Effects induced by chronic treatment with selective D1 or D2 antagonists on open-field behavior and colonic temperature.

We have studied the behavioral responses in open-field and the changes in body temperature induced after chronic treatment with a selective D1 antagonist, SCH 23390, a selective D2+ antagonist, sulpiride, or a non specific but preferential D2 antagonist, haloperidol. After chronic treatment with SCH 23390 or sulpiride, rats were challenged with SKF 38393, selective D1 agonist, or LY 171555, selective D2 agonist, in order to study the responses of D1 and D2 stimulation. After chronic SCH 23390, an increase of the locomotion and of the number of rears were observed whereas, no changes were induced by chronic sulpiride or haloperidol. Acute treatment with sulpiride blocked the hyperlocomotion induced by chronic SCH 23390. In naive rats acute administration of SKF 38393 or LY 171555 did not produce any change in locomotion or rearing. In rats treated chronically with SCH 23390 this acute administration of LY 171555 induced an increase of the number of squares and of the number of rears.

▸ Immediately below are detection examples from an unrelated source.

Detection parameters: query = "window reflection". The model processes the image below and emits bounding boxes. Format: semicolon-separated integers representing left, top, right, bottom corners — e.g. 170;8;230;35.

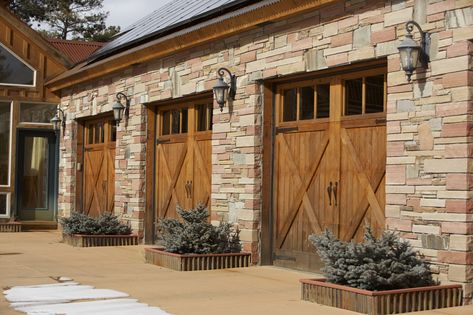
20;136;49;209
0;44;35;85
0;102;11;185
20;103;57;124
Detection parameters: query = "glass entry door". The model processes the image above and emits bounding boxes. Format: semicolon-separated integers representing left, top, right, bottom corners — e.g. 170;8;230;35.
16;130;56;221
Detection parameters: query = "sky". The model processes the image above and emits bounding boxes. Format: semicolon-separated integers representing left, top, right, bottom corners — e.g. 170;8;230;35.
103;0;172;30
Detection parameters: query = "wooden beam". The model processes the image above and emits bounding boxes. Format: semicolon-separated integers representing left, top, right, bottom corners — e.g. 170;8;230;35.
144;106;156;244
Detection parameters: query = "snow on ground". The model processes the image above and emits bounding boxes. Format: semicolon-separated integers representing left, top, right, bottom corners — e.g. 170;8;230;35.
3;282;169;315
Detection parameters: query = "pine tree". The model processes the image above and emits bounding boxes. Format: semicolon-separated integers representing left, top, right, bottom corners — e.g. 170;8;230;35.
309;227;435;291
158;204;241;254
9;0;120;41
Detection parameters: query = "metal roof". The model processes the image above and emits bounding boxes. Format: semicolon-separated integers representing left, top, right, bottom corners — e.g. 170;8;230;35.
48;38;105;64
90;0;261;62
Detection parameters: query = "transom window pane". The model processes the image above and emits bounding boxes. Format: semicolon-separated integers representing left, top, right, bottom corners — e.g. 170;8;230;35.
0;102;11;185
95;122;104;143
87;120;109;144
196;104;213;131
87;125;95;144
0;44;35;85
161;110;171;136
316;84;330;118
345;78;363;116
282;89;297;121
20;103;57;124
365;74;384;113
299;86;314;120
171;110;181;134
181;108;189;133
0;193;8;216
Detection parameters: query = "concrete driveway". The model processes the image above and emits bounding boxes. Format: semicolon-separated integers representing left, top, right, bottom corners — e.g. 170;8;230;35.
0;231;473;315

In these animals, acute administration of SKF 38393 also augmented the number of squares crossed. In contrast, chronic sulpiride did not modify behavioral responses obtained after acute SKF 38393 or LY 171555. Colonic temperature was not changed after acute SKF 38393 while acute LY 171555 induced a hypothermia. Chronic sulpiride did not modify the responses of SKF 38393 or LY 171555, but an increase in body temperature was observed after acute SKF 38393 in animals chronically treated with SCH 23390. The present results support a different behavioral expression of D1 and D2 supersensitivity in rats. Furthermore, chronic treatment with a D1 antagonist induced facilitatory effects on D2 behavioral responses; however, these D1-D2 interactions were not observed in body temperature responses.